As I become more mindful of the inevitable, I find myself looking at them both in a different way. I am more mindful for the time we spend together. I take mini snapshots of things about them, hoping these will become indelible in my brain for when they are no longer here. Things like Dad’s hands – the strongest hands I have ever known. We hold hands often and he caresses my hands like he does Mum’s, full of meaning and love; Mum’s voice – still young and lyrical, full of expression and laughter; both of them walking ahead of me, holding hands, Dad bent at the knees and leaning forward, Mum supporting his weight on her slight frame.
It is now so important for me to make sure that Mum and Dad have a good quality of life, that they can cope with the day to day chores, their meals, their emotional well-being. They have arranged for a weekly cleaner, meals on wheels, trips to the library, fortnightly bus outings with other elderly people, occasional gardener and podiatry and physio appointments. I cut Dad’s hair, clip his toe nails and take them for drives to their old haunts. They are invited to all of our major celebrations and parties as they have been good friends with our friends all these years.
My husband and I are now talking about what we will do in our retirement years, (which keep getting put back several years as we age) and we are aware that in order to fulfil our retirement dreams, we will need to consider Mum and Dad and how they are and where they are at that time, if they are still alive. Feelings of guilt and sadness come up when I think about us living overseas for few months, as we plan to do, and wondering how they will cope without us.
So these are the sandwich years that our generation is experiencing and yes, we have been a halfway house for our children on more than one occasion. We still have a shed full of their belongings and we are quite happy to advance them some money to help them with studies, or a car, or a debt with the promise that we will be paid back of course!

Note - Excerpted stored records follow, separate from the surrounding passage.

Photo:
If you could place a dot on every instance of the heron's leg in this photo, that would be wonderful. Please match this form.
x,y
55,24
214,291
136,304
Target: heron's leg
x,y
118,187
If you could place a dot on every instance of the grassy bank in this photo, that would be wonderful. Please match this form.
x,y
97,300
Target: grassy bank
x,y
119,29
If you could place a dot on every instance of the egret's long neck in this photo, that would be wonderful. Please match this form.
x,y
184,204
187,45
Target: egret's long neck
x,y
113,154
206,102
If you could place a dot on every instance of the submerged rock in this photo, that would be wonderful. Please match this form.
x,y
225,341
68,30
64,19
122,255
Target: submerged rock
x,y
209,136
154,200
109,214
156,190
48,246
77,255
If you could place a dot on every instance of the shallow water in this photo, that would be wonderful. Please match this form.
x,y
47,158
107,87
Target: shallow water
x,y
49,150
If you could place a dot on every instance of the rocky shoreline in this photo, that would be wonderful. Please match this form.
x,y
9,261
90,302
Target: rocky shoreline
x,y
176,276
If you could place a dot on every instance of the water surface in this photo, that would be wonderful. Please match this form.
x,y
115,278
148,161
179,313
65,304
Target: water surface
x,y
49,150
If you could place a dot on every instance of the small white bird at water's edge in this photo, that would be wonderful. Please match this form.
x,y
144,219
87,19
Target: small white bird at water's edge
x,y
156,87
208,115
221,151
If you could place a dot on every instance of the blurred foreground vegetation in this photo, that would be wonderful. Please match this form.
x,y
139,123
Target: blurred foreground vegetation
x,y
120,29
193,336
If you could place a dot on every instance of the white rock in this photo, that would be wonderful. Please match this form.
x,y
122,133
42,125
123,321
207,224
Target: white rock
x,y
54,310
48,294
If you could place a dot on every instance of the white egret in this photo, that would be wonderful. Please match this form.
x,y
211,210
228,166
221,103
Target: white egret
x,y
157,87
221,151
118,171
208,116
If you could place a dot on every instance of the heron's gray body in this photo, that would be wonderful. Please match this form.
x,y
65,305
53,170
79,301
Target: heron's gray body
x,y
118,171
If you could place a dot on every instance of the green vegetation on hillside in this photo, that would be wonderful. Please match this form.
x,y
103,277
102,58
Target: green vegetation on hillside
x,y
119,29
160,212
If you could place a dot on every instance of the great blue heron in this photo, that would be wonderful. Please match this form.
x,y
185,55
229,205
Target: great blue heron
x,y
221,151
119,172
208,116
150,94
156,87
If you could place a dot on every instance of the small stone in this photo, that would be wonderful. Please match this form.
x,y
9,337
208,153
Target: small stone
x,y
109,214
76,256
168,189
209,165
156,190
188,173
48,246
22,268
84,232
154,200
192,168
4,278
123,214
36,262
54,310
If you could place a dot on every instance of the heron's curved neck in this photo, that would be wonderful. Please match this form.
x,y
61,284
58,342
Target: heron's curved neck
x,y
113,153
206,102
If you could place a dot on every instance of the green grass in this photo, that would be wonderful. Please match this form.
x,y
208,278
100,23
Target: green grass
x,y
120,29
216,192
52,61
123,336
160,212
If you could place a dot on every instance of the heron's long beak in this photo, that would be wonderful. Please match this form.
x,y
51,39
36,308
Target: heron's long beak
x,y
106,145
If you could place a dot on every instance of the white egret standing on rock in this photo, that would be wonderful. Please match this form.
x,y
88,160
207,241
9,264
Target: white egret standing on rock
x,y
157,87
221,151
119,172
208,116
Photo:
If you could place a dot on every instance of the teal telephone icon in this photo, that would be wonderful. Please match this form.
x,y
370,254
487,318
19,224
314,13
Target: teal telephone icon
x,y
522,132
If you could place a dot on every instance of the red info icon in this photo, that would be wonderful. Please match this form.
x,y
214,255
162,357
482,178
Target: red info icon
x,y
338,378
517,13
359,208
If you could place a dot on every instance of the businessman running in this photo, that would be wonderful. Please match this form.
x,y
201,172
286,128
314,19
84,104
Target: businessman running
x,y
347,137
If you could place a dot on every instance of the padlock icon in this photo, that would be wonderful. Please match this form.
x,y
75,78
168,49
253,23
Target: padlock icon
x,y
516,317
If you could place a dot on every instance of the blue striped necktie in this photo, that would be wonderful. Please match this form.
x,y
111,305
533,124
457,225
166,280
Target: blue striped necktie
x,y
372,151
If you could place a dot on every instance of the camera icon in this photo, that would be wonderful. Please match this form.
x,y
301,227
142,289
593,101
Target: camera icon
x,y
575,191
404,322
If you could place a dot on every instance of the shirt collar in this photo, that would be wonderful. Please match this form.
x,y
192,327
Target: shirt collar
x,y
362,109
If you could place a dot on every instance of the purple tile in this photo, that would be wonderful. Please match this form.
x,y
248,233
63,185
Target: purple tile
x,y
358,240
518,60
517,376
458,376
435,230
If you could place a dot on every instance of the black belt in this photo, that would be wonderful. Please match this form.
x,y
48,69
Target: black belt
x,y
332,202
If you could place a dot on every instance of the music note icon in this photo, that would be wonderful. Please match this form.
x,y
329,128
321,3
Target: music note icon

Thankfully, our children are all quite independently living away from home and working and I am now more than ever aware that one day, my husband and I will be elderly and probably requiring help and support, if only emotionally, from our children.
Although our parents vowed they would never be a burden on us, and that they would know when the time had come to go into more advanced care, their awareness of their frailty has become clouded with their advancing fear of losing their independence, so they hang on to their belief that they are managing very well and are a long way off from needing to leave their home to go into a retirement facility. Meanwhile, we have filled out the application for Enduring Power of Attorney and Advanced Health Directive and so on just in case anything happens.
As mentioned earlier, Dad passed away a year ago and Mum has managed to pass through her grieving and is living independently, managing quite well and even asserting that she does not need anyone’s help and she is certainly not ready for low care accommodation. Quite the reversal. On the other hand our children are all still making great strides toward independence but there are the occasions where they need a bit of help financially.
We are relishing the thought of retirement in the near future and living for a few months overseas and making the most of our able bodied years through travel and home renovations. We don’t like talking about when we are really old and what will become of us, for now. We are just happy to belong to the Sandwich Club and know that our friends are all members and we are in good company.